A protective, yet terrible godIndra is also considered a creative god, being the who set the order in the Universe and brought the water back to Earth after a terrible drought. Due to his very benevolent disposition and the fact that he helps people by giving them the necessary rain for rich crops, Indra is considered the God of Fertility. However, he is also the terrible and feared god, who directs devastating storms and casts lightning and thunders upon Earth. Therefore, Indra is the one who governs the weather and masters the rain. He can cause long-lasting drought or unpredictable deluges. The great God is the one who defeated the terrible demon of drought, Vritra, thus becoming the Lord of rain and drought.
Indra loves the divine nectar of immortality (soma), which is why he consumes large amounts of it.
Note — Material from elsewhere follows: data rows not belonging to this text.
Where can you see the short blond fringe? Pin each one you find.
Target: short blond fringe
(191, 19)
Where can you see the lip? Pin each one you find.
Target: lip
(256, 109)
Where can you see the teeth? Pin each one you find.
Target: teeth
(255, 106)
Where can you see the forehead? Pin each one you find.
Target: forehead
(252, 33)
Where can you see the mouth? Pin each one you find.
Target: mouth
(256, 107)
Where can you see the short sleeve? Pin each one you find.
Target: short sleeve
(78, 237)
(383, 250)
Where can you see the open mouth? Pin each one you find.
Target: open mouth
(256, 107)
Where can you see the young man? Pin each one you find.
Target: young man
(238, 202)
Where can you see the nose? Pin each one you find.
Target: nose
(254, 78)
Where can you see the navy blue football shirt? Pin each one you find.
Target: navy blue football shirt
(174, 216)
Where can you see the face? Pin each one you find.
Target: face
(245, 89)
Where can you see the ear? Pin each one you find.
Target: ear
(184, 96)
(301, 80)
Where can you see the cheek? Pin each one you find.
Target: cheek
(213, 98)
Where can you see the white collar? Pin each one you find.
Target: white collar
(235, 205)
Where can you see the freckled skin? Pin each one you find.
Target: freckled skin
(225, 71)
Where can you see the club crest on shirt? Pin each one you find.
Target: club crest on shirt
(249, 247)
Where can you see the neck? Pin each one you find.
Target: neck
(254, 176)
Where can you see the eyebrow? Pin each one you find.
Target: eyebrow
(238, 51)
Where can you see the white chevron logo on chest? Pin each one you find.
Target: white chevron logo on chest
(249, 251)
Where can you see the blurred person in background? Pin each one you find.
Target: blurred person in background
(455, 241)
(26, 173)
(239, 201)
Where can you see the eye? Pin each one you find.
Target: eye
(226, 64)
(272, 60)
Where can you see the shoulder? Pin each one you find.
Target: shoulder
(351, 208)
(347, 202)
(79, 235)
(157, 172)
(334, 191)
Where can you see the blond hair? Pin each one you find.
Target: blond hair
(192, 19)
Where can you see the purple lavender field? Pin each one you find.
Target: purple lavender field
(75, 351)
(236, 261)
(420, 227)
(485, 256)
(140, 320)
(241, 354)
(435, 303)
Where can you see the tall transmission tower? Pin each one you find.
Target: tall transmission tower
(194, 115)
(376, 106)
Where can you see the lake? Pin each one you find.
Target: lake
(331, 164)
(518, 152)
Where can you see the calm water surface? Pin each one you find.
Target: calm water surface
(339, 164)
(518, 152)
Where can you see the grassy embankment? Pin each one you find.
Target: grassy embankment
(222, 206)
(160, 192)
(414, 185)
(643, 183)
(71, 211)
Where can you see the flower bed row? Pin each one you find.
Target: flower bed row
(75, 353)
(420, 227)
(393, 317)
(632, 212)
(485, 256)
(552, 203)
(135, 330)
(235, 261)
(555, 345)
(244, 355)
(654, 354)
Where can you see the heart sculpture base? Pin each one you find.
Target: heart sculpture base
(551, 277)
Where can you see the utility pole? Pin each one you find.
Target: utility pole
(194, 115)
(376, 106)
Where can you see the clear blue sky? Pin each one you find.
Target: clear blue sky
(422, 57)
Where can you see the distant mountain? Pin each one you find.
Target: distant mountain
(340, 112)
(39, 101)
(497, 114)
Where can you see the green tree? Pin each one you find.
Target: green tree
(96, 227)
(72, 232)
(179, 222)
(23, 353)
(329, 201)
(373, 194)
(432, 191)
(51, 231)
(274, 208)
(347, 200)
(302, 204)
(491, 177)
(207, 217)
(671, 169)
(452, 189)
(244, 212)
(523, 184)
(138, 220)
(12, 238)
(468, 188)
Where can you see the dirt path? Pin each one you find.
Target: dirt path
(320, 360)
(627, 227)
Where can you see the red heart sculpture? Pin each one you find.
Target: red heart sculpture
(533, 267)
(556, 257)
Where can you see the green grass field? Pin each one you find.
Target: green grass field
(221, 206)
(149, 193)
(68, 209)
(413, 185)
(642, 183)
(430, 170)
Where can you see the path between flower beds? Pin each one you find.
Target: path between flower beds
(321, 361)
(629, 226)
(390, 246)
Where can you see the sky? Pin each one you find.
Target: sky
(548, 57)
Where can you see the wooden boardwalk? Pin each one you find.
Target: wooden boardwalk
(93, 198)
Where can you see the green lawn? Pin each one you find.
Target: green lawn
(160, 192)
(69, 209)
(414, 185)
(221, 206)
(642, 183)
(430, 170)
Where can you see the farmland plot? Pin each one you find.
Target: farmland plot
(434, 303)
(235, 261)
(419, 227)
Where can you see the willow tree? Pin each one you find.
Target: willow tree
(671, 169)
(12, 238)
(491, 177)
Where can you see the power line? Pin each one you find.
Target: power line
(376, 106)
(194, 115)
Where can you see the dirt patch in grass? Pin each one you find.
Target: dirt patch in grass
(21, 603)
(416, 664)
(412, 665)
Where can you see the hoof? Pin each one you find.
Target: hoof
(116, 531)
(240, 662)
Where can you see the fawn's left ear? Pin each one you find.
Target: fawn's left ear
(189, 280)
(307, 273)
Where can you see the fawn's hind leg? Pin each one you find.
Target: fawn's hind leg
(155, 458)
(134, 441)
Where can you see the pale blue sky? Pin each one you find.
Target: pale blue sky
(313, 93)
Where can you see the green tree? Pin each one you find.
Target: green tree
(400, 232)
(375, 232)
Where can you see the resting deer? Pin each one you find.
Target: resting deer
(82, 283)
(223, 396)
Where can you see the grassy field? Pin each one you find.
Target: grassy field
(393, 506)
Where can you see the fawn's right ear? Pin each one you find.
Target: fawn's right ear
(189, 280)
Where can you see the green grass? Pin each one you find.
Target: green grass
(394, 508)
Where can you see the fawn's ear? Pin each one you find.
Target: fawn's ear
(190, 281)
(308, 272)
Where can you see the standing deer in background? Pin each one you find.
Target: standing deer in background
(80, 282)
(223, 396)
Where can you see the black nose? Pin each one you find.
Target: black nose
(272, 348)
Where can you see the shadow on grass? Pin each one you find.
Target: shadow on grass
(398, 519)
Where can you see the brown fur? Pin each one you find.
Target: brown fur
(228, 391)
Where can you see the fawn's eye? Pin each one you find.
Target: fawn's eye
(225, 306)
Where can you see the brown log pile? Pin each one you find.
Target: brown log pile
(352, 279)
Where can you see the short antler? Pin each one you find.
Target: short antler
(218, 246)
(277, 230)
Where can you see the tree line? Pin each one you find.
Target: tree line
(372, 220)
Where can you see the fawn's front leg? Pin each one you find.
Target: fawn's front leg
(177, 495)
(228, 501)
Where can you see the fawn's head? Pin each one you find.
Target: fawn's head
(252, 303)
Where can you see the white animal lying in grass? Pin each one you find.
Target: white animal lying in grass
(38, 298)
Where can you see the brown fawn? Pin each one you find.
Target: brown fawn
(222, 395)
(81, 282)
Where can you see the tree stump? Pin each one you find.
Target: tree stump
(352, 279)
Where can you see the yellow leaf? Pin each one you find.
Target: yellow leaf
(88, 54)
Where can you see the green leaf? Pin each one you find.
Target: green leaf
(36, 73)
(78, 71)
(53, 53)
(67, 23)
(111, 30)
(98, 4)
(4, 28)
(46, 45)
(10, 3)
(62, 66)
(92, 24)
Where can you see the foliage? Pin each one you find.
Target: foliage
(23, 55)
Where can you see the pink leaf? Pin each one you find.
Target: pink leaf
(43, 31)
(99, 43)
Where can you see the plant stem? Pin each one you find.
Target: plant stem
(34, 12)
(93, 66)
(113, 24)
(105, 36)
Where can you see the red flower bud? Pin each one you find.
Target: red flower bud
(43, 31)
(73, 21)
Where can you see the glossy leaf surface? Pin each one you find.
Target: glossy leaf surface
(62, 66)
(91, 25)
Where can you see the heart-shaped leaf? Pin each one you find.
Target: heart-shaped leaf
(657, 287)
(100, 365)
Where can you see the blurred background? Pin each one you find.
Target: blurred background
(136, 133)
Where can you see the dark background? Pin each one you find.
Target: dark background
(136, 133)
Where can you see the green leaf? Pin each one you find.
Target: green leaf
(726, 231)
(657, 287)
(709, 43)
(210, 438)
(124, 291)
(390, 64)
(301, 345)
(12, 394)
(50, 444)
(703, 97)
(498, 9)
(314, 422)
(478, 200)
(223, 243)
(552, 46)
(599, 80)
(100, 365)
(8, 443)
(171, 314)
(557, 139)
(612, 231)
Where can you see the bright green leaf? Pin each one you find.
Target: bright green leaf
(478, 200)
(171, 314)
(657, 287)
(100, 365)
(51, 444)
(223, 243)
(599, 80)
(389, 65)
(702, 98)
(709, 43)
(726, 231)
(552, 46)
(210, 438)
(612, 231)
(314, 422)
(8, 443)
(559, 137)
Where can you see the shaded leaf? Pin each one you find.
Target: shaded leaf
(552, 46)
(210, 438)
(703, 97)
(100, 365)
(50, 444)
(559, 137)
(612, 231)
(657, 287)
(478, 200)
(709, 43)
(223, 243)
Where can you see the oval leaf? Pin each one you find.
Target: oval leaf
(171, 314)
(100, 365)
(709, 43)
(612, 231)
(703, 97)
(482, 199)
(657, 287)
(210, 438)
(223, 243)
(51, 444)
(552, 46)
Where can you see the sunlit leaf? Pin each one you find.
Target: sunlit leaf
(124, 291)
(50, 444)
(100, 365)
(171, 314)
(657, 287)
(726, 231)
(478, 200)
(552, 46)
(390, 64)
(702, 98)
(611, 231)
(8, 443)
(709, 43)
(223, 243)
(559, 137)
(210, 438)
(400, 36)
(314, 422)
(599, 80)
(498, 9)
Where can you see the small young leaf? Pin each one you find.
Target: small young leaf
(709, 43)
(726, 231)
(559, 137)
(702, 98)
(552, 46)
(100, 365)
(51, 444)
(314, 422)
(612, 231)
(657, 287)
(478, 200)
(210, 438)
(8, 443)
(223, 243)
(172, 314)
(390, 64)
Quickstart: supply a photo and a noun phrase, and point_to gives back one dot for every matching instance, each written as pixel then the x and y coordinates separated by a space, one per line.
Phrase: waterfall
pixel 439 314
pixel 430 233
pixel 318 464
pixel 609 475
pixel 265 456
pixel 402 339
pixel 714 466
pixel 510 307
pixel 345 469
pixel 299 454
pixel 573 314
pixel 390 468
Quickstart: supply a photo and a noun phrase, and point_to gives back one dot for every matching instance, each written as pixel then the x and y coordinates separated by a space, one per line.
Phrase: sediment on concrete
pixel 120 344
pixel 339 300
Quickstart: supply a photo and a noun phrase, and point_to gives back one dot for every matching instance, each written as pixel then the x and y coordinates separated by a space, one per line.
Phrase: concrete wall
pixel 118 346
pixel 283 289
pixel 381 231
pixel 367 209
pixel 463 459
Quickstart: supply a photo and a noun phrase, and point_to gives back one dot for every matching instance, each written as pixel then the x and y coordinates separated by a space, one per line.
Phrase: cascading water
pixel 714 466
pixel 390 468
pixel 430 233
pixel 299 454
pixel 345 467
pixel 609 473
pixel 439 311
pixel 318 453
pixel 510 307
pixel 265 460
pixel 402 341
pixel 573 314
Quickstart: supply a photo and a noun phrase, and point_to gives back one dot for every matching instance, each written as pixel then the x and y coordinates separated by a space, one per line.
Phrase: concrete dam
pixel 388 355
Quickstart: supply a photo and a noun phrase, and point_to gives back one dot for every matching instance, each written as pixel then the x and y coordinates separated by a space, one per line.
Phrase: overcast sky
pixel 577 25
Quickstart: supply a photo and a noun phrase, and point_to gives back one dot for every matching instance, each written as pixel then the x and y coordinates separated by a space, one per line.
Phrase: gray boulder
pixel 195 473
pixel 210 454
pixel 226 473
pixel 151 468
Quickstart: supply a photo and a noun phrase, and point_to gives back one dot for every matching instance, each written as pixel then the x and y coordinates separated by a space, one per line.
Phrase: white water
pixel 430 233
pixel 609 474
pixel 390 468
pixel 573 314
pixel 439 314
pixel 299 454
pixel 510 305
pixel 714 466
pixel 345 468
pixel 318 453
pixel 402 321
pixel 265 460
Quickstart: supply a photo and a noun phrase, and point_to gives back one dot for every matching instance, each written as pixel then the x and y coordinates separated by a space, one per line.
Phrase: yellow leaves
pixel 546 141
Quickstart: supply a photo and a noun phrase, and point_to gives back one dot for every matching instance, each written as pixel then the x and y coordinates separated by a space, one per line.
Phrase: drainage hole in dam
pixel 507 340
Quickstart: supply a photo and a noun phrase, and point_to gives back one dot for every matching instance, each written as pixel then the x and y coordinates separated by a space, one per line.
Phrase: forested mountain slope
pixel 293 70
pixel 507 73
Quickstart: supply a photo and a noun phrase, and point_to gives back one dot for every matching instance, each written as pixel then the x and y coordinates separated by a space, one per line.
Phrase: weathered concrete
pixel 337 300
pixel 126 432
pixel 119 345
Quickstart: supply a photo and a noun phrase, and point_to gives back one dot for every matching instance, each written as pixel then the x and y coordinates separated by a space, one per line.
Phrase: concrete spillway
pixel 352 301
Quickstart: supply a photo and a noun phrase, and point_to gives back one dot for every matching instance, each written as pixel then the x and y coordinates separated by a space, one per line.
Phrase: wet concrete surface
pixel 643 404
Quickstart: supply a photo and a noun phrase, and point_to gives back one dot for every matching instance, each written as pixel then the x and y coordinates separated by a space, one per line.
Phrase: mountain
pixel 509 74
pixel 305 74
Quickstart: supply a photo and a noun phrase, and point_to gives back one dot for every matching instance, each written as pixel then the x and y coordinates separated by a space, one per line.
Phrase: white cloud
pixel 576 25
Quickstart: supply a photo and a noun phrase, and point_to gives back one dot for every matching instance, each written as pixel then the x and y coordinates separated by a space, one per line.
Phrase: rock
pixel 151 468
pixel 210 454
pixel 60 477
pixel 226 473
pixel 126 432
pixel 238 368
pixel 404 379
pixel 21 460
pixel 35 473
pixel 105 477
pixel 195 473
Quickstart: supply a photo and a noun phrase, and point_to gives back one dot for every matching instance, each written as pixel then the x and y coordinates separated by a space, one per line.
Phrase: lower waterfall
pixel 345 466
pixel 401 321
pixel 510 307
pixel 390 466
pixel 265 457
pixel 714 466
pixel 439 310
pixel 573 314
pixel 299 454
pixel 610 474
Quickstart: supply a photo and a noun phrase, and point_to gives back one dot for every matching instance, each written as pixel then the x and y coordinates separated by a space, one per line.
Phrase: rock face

The Hindu spiritual tradition states that sometimes, the Lord of the gods would drink the divine elixir to gain power to fight his enemies, and when he did so, he grew instantly, reaching gigantic proportions. When he did not use the gilded carriage, Indra rode a large white elephant (Airavata), that was always triumphant and had four ivory tusks which resembled a holy mountain.
He revealed the sacred science of lifeIndra is considered one of those who have revealed the science of the traditional Hindu medicine, Ayurveda. The fundamental treatise Charaka Samhita mentions that Indra was one of the three disciples who received the whole science of Ayurveda from Brahma, the Creator of the worlds. The same text states that he is "the Savior of human beings who are in distress". That is why the wise men who wish to live a long life asked him to reveal the secret knowledge of Ayurveda, which until then was accessible only to heavenly beings (from the subtle worlds). It is Indra who, with God's support and consent, facilitates the transmission of the Sacred Science of Life to humans. Therefore, Indra has the role of mediator between the world of heavenly beings and the world of the human beings on Earth.
The consort of the Great God is Indrani (or Aindri) who, in the Hindu pantheon, is invoked as the goddess and wife of the Great Indra. The ancient Taittiriya Brahmana text tells that Indra chose Sachi (another name for Indrani) from a large group of competing goddesses because of her extraordinary sensuality and voluptuous forms. In Rig Veda, Indrani is mentioned as the luckiest of all women, because her husband (the Great Indra God) remains eternally young, as he consumes large amounts of divine nectar (soma).